Kickoffs were an adventure at times, too, but that should be an easier fix for Hardin. He has the leg to get the ball where it needs to be and should be able to harness it.
The most important part of fall camp for Hardin is the mental side. When a kicker goes 4-12 on field goals, especially when it’s someone that had scholarships from major universities out of high school and has the talent to kick in the SEC, the mental part of the game always takes priority. First-year special teams coordinator Coleman Hutzler had to focus on that during the spring and make sure Hardin’s confidence returned.

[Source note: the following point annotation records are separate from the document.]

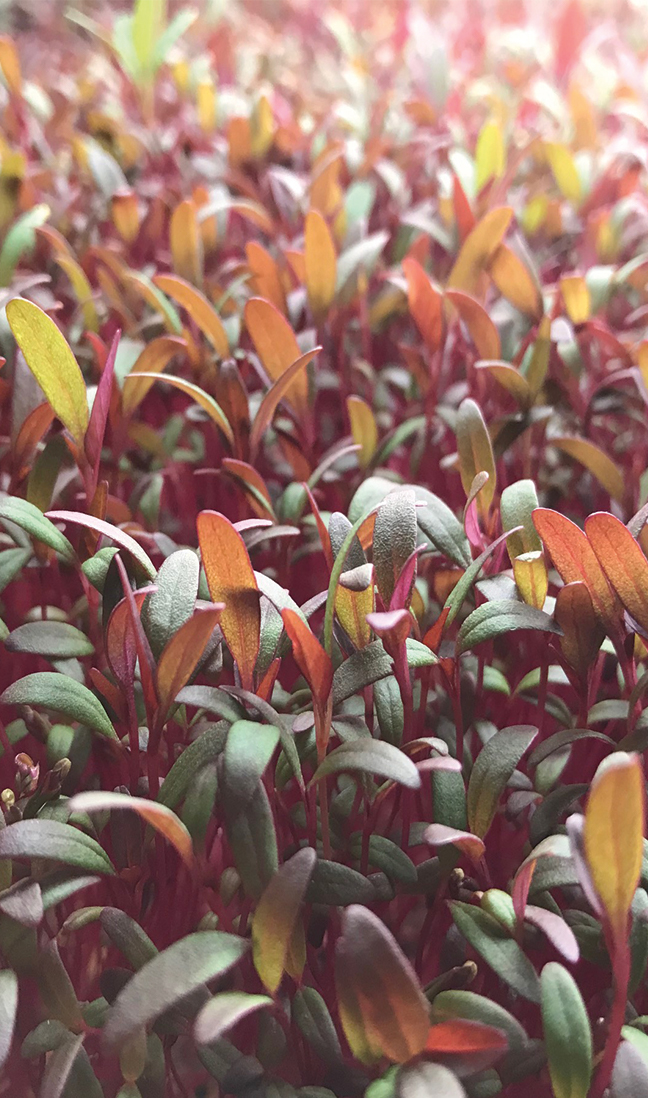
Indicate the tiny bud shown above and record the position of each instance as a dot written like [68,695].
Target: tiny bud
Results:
[8,798]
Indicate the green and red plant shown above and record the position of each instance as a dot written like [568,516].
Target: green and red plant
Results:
[323,551]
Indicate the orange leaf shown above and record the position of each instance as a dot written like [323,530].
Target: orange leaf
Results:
[313,662]
[478,249]
[125,215]
[182,653]
[231,580]
[577,299]
[623,562]
[482,331]
[199,309]
[10,65]
[186,242]
[277,347]
[321,262]
[425,304]
[266,281]
[460,1034]
[516,282]
[613,835]
[581,629]
[381,1004]
[574,559]
[275,395]
[596,461]
[158,816]
[154,359]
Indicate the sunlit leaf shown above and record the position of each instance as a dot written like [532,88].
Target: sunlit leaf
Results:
[52,362]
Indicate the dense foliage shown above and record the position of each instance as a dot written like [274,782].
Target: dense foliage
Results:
[324,589]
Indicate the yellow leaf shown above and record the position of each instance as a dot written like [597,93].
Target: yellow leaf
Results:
[531,576]
[511,379]
[516,282]
[490,156]
[52,362]
[577,299]
[10,65]
[201,312]
[364,428]
[186,242]
[125,214]
[614,836]
[476,452]
[478,249]
[205,100]
[261,127]
[565,171]
[321,262]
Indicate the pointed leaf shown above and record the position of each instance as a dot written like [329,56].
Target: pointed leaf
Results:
[568,1038]
[63,694]
[492,769]
[51,360]
[160,818]
[623,561]
[169,977]
[231,580]
[225,1010]
[182,653]
[371,757]
[613,835]
[276,917]
[371,970]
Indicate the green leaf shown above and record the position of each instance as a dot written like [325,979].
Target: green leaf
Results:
[371,757]
[171,605]
[20,239]
[360,256]
[478,1008]
[189,764]
[169,977]
[493,619]
[456,597]
[129,937]
[63,694]
[499,950]
[516,506]
[51,360]
[31,519]
[364,667]
[394,539]
[568,1037]
[254,842]
[11,563]
[442,527]
[386,855]
[56,640]
[338,885]
[313,1019]
[54,841]
[8,1010]
[248,750]
[276,917]
[225,1010]
[492,769]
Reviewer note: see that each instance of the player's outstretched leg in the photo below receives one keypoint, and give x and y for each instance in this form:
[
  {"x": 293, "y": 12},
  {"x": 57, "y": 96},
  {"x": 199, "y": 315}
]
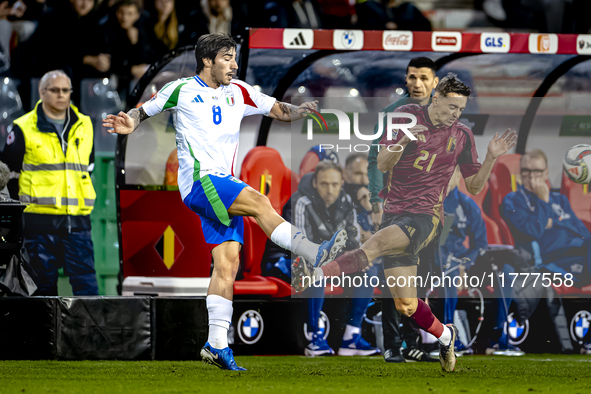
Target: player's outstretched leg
[
  {"x": 252, "y": 203},
  {"x": 408, "y": 304},
  {"x": 388, "y": 241},
  {"x": 219, "y": 306}
]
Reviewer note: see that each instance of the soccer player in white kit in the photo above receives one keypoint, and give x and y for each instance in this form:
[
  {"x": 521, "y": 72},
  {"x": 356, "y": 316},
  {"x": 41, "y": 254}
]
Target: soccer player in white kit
[{"x": 207, "y": 111}]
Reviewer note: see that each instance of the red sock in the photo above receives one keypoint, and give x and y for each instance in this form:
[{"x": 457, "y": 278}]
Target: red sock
[
  {"x": 346, "y": 264},
  {"x": 425, "y": 319}
]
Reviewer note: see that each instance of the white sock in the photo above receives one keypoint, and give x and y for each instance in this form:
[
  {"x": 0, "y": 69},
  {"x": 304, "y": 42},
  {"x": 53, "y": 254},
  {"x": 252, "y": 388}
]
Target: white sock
[
  {"x": 289, "y": 237},
  {"x": 445, "y": 337},
  {"x": 350, "y": 331},
  {"x": 317, "y": 275},
  {"x": 219, "y": 311}
]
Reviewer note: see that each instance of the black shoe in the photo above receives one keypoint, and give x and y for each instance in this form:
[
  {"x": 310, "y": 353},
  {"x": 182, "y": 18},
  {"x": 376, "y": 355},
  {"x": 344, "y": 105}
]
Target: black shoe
[
  {"x": 417, "y": 355},
  {"x": 393, "y": 356}
]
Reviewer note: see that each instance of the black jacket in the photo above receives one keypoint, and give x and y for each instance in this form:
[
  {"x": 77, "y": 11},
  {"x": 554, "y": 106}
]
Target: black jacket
[{"x": 319, "y": 223}]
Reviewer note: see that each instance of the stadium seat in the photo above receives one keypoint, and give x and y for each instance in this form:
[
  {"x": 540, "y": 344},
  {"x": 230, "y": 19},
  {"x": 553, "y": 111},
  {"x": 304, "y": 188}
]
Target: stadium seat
[
  {"x": 503, "y": 180},
  {"x": 264, "y": 170},
  {"x": 579, "y": 197},
  {"x": 252, "y": 254},
  {"x": 309, "y": 163},
  {"x": 493, "y": 234}
]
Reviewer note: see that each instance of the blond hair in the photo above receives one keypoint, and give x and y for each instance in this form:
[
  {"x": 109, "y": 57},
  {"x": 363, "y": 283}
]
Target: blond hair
[
  {"x": 45, "y": 79},
  {"x": 535, "y": 154},
  {"x": 168, "y": 31}
]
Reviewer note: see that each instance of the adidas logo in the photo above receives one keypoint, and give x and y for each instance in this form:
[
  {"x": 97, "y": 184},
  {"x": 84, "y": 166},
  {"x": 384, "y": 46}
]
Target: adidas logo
[
  {"x": 298, "y": 38},
  {"x": 298, "y": 41}
]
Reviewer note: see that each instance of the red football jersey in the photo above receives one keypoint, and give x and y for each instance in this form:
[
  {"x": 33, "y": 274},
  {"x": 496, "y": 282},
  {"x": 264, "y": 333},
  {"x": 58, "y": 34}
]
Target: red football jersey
[{"x": 418, "y": 182}]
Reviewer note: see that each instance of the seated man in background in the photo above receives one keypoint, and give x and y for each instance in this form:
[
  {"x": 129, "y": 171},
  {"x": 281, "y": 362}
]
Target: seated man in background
[
  {"x": 356, "y": 186},
  {"x": 321, "y": 205},
  {"x": 467, "y": 223},
  {"x": 544, "y": 224}
]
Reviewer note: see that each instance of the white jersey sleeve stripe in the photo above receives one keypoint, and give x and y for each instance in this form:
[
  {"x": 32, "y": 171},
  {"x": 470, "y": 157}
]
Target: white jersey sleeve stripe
[{"x": 200, "y": 81}]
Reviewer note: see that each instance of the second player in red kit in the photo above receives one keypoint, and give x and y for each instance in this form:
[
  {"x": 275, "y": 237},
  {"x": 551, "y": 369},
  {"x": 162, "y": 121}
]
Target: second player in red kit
[{"x": 419, "y": 172}]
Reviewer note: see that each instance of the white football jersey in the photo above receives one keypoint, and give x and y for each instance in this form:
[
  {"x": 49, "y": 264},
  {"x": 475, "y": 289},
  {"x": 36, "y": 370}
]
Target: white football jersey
[{"x": 207, "y": 123}]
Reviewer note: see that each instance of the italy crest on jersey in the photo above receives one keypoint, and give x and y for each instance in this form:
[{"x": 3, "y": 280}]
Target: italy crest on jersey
[{"x": 451, "y": 144}]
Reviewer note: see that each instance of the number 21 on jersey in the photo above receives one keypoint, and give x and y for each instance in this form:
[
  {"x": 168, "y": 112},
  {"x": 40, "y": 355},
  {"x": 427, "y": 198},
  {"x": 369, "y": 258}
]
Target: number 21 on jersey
[
  {"x": 423, "y": 157},
  {"x": 217, "y": 114}
]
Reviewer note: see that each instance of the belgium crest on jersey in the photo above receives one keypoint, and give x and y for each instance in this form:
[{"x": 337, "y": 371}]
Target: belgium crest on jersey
[{"x": 451, "y": 144}]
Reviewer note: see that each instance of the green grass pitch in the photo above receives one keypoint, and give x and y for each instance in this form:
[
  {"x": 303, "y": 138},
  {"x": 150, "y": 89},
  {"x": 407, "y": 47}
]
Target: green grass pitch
[{"x": 474, "y": 374}]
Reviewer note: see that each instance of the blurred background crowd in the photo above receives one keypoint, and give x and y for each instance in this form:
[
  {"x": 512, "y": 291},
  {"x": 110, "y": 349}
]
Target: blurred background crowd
[{"x": 120, "y": 38}]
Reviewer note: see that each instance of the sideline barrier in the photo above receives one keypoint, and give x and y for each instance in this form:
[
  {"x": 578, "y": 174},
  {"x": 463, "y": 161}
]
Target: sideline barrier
[{"x": 175, "y": 328}]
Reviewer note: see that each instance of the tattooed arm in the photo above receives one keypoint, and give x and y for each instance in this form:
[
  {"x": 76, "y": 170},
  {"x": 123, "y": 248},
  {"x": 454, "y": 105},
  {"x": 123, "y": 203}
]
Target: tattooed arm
[
  {"x": 125, "y": 123},
  {"x": 287, "y": 112}
]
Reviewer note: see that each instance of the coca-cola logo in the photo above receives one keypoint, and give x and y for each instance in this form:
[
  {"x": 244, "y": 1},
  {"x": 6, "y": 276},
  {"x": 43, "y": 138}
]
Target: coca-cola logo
[
  {"x": 397, "y": 40},
  {"x": 446, "y": 41}
]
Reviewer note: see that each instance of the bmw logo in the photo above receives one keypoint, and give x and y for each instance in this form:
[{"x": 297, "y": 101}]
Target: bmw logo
[
  {"x": 579, "y": 326},
  {"x": 517, "y": 333},
  {"x": 250, "y": 327},
  {"x": 348, "y": 38},
  {"x": 323, "y": 325}
]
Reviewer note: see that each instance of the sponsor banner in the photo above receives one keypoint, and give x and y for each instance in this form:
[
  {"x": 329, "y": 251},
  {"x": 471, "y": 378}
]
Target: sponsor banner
[
  {"x": 584, "y": 44},
  {"x": 495, "y": 42},
  {"x": 543, "y": 43},
  {"x": 575, "y": 126},
  {"x": 446, "y": 41},
  {"x": 250, "y": 327},
  {"x": 298, "y": 38},
  {"x": 347, "y": 39},
  {"x": 400, "y": 40}
]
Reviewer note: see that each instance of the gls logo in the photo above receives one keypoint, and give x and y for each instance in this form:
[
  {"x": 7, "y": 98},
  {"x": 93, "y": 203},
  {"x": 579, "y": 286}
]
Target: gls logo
[
  {"x": 584, "y": 44},
  {"x": 345, "y": 125},
  {"x": 495, "y": 42}
]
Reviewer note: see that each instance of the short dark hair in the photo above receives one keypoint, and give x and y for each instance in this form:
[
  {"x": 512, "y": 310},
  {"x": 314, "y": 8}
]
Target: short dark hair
[
  {"x": 535, "y": 154},
  {"x": 209, "y": 45},
  {"x": 354, "y": 156},
  {"x": 326, "y": 165},
  {"x": 452, "y": 84},
  {"x": 422, "y": 62},
  {"x": 127, "y": 3}
]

Things looked fine on the practice field, and the ball was jumping off Hardin’s foot again. However, when the kicking job was opened during practice last fall, Hardin usually won the job because of his performance in practices. The issue was in game situations. During the spring game, Hardin added a 4-4 performance, hitting field goals from 24, 35, 42 and 43 yards. It’s not a concrete sign that he is back to form, but it was a step in the right direction.
If Hardin struggles again this season, the Gators have multiple options they could go to. Frankie Velez was successful last season, going 6-8 with a long of 44 yards. He’s a redshirt senior this fall. Florida also added Brooks Abbott in the offseason after he transferred from Virginia Tech. He is a former Army All-American while a student at the Bolles School and handled kickoff duties for the Hokies in 2012.
The punter position should produce one of the best battles in fall camp. The idea of a position battle seemed crazy heading into last season. Kyle Christy was coming off a year that had him as a finalist for the Ray Guy Award. However, his early season struggles forced him to lose his job. He ended the year with just 21 punts, averaging 39.6 yards after averaging 45.8 yards per punt in 2012.
Every number took a dip, and the Florida coaches eventually had to make a change.
Freshman Johnny Townsend, who was originally expected to redshirt last season, took over as the starting punter and led the team with 29 punts on the year. Townsend averaged 42 yards per punt, topping the 40.9 yards that Christy averaged during his freshman year of 2011. Townsend added five punts of 50+ yards.
Both punters had a good spring. Practices usually ended with Christy and Townsend alternating reps, booming punts and helping the team work on special teams. The ball jumped off Christy’s foot like it did during the 2012 season, and he looked ready for a bounce back.
The best case scenario for Florida is for one of the two to win the job and keep it all year. Christy, a true senior, might make the most sense for the roster. It would give Townsend a chance to redshirt and still have three years to punt for Florida, and it would be Christy’s last year at Florida.
The issues for the fall are similar to what happened at the kicker position in the spring. Christy’s confidence has to be rebuilt. That started during the spring and looked to be paying dividends, but it has to continue into fall practice.
It’s rare to have such questions about the both specialist positions on a team heading into fall camp, but the Gators have to answer them at both spots.